Ausrichter holen sich Tipps

Motto für 2019 in Barver: „Mondlandung“

Jugendliche und Betreuer aus Barver zeigen schon mal Flagge für das Zeltlager 2019.

Sudwalde - „Ich werde gutes Wetter eintüten“, scherzt Dirk Hardemann, Ortsbrandmeister der Freiwilligen Feuerwehr Barver, die im Sommer 2019 Gastgeber des 39. Kreisjugendfeuerwehrzeltlagers ist. „Wir sind kurzfristig als Ausrichter eingesprungen, hatten daher nur zwei Jahre Vorlaufzeit“, sagt Hardemann.
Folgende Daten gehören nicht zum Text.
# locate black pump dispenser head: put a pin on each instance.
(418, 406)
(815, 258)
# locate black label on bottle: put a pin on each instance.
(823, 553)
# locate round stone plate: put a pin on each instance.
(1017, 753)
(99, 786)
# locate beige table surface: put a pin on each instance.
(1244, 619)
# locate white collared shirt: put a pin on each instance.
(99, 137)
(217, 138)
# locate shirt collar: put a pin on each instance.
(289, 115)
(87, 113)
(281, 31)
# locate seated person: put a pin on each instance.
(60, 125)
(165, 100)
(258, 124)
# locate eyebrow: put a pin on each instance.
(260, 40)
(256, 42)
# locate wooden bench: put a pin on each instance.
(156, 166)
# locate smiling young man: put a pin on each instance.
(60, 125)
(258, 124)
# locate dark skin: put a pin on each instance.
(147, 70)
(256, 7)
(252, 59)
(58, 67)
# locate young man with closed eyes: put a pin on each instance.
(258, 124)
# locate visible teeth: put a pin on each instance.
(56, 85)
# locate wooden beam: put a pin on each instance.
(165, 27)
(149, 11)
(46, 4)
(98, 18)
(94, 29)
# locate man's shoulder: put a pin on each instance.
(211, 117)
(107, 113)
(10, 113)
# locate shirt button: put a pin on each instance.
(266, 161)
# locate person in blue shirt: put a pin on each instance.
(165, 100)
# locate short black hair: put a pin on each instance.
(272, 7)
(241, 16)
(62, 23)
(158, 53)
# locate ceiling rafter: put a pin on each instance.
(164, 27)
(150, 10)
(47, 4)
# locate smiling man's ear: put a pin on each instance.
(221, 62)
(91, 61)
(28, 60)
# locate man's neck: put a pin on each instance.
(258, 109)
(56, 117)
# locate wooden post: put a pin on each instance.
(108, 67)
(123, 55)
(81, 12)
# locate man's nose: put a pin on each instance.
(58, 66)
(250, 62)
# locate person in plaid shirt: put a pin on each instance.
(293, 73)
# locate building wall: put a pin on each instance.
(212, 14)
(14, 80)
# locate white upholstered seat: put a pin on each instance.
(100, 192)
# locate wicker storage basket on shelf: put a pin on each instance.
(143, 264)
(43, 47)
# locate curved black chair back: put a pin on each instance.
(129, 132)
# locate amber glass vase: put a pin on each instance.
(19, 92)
Nach der Erkenntnis der Barveraner, dass sie „mal dran“ sind, hatten sich innerhalb von drei Tagen Landwirte gefunden, die 16 Hektar zusammenhängende Fläche zur Verfügung stellen – eine der Grundvoraussetzungen für die Durchführung der Großveranstaltung.

Während der Zeltlagerwoche waren das fünfköpfige Organisationsteam aus den Reihen der Ortsfeuerwehr und die bereits benannten Leiter der zwölf Fachbereiche jeden Tag in Sudwalde präsent: „Wir haben die Zeit genutzt und uns Tipps geholt.“ Wer bislang wenig Berührung mit der Jugendfeuerwehr hatte, sei allerdings erstaunt gewesen über die Dimensionen, sagt Hardemann. 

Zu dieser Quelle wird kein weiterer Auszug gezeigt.